Closed Bug 12481 Opened 25 years ago Closed 23 years ago

libmime to feed more characters for charset detection (reminder)

Categories

(MailNews Core :: MIME, defect, P3)

defect

Tracking

(Not tracked)

RESOLVED FIXED
mozilla0.9.6

People

(Reporter: nhottanscp, Assigned: shanjian)

References

Details

(Keywords: intl)

Attachments

(1 file, 7 obsolete files)

This is separated from #8899.
libmime has been feeding characters to charset converter (and charset detector)
per line bases since 4.x. This is not efficient (e.g. converters creation per
line) also causes lack of enough data to charset detectors (causes detection
failure and charset conversion failure).
We need to change data passing MIME part base instead of line base whenever we
have chance to change.
QA Contact: lchiang → nhotta
Target Milestone: M14
M14
Bulk change to assigned.

- rhp
Target Milestone: M14 → M19
Would be nice, but is unfortunately non-trivial because of the "line-by-line"
nature of libmime.

- rhp
Target Milestone: M19 → M20
Is there someplace else to cache the charset converter and detector which
doesn't force a rewrite of libmime?
Target Milestone: M20 → Future
reassigning to ducarroz
Assignee: rhp → ducarroz
Status: ASSIGNED → NEW
Blocks: 59798
Keywords: intl
Blocks: 90581
Can MimeObject cache converter and detector? MimeObject is not per line (per
message, I think).
*** Bug 44377 has been marked as a duplicate of this bug. ***
add myself to cc list
*** Bug 96025 has been marked as a duplicate of this bug. ***
This problem need to be taken care of. 
Reassign to myself. 
Assignee: ducarroz → shanjian
Attached patch working patch (obsolete) — Splinter Review
Status: NEW → ASSIGNED
ducarroz, naoki, 
I just post a draft patch for your suggestion and recommendation. This patch was 
mostly implemented within MimeInlineText. It uses a buffer to keep data and 
sends them in one batch to detector.
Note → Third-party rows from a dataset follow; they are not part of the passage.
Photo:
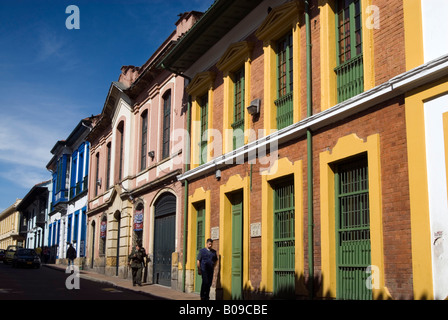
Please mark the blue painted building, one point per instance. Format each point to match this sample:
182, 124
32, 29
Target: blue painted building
69, 167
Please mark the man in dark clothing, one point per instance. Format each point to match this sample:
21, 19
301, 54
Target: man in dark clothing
71, 255
136, 262
206, 262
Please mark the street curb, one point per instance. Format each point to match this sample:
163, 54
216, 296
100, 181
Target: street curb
93, 279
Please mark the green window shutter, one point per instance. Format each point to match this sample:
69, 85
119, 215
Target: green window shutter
350, 68
284, 239
204, 127
200, 241
238, 110
284, 100
237, 246
352, 230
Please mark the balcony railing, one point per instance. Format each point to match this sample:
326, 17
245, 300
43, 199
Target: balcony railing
238, 133
78, 188
350, 78
284, 110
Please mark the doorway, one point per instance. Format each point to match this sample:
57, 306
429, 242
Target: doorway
164, 238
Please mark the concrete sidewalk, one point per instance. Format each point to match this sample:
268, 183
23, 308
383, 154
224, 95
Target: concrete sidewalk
153, 290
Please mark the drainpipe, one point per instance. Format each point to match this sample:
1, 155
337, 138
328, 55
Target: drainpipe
310, 152
187, 167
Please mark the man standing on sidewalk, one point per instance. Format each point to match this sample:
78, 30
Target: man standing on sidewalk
206, 261
135, 261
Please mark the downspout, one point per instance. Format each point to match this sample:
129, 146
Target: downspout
187, 168
309, 137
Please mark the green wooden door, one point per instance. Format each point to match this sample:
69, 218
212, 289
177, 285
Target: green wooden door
164, 238
352, 230
284, 239
237, 245
200, 241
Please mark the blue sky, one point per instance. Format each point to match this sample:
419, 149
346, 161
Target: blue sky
52, 77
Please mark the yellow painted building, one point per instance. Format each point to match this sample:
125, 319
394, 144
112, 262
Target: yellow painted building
338, 188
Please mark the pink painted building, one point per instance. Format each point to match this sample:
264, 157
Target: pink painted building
137, 152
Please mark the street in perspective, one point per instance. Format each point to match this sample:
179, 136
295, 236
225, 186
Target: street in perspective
47, 283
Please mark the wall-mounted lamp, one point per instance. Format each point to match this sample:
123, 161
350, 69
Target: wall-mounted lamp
218, 174
254, 107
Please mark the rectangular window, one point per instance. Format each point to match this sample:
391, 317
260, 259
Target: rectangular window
109, 154
238, 109
284, 100
352, 230
121, 147
166, 125
284, 238
203, 104
350, 70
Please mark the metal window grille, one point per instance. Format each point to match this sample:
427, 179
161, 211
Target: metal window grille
350, 69
204, 127
353, 230
284, 239
284, 100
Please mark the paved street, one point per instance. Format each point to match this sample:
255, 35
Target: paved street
49, 284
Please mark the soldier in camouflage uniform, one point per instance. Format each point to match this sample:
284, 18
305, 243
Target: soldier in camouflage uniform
136, 262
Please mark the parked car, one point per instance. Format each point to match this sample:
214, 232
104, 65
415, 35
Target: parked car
26, 258
9, 254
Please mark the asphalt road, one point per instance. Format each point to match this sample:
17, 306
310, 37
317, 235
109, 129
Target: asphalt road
48, 284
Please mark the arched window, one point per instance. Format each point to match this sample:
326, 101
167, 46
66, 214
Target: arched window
166, 125
144, 140
120, 150
103, 235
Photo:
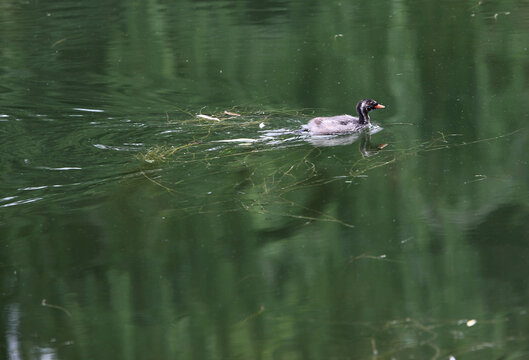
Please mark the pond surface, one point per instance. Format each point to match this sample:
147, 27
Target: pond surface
131, 228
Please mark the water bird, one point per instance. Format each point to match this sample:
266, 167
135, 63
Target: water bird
343, 123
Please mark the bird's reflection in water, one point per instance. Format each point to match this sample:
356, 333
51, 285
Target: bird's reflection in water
366, 147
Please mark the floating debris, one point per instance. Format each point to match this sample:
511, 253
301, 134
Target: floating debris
231, 113
207, 117
471, 323
245, 140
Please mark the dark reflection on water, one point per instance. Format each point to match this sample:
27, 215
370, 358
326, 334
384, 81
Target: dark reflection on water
130, 227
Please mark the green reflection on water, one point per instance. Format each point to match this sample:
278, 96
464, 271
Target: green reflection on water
280, 248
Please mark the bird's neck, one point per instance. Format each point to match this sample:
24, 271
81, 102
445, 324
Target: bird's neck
363, 116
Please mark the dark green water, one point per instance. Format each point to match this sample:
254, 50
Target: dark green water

I also add some optimization work there. 
Please take a look and offer some advice.  Thx!
I am looking at the patch. One question, how does this work for a multi part
message? Is the buffer allocated per part or just one buffer for one message?
The buffer is allocated per part. MimeInlineText will be the child of 
MimeMultiPart in case of multipart message. As you seen, the buffer is allocated 
for MimeInlineText. 
Your change also includes caching unicode encoder/decoder in a mime object.
This is good. The caching is done regardless of the auto detection is on or off,
correct?
Yes. It does not seem reasonable to me to normalize charset name and query for 
decoder/encoder for each line. I do allow charset change in the middle of 
parsing to handle meta charset, so decoder/encoder might change as well. 
Looks good, are you going to revise the working patch for reviews?
Shanjian, could you change the target milestone?
I think part of your change (cache charset converters) would improve performance.
Attached patch patch 1.0 (obsolete) — Splinter Review
Attachment #51888 - Attachment is obsolete: true
retarget this bug. 
Target Milestone: Future → mozilla0.9.6
1) "mail.charset.detector" is not used, you can remove that part of the code.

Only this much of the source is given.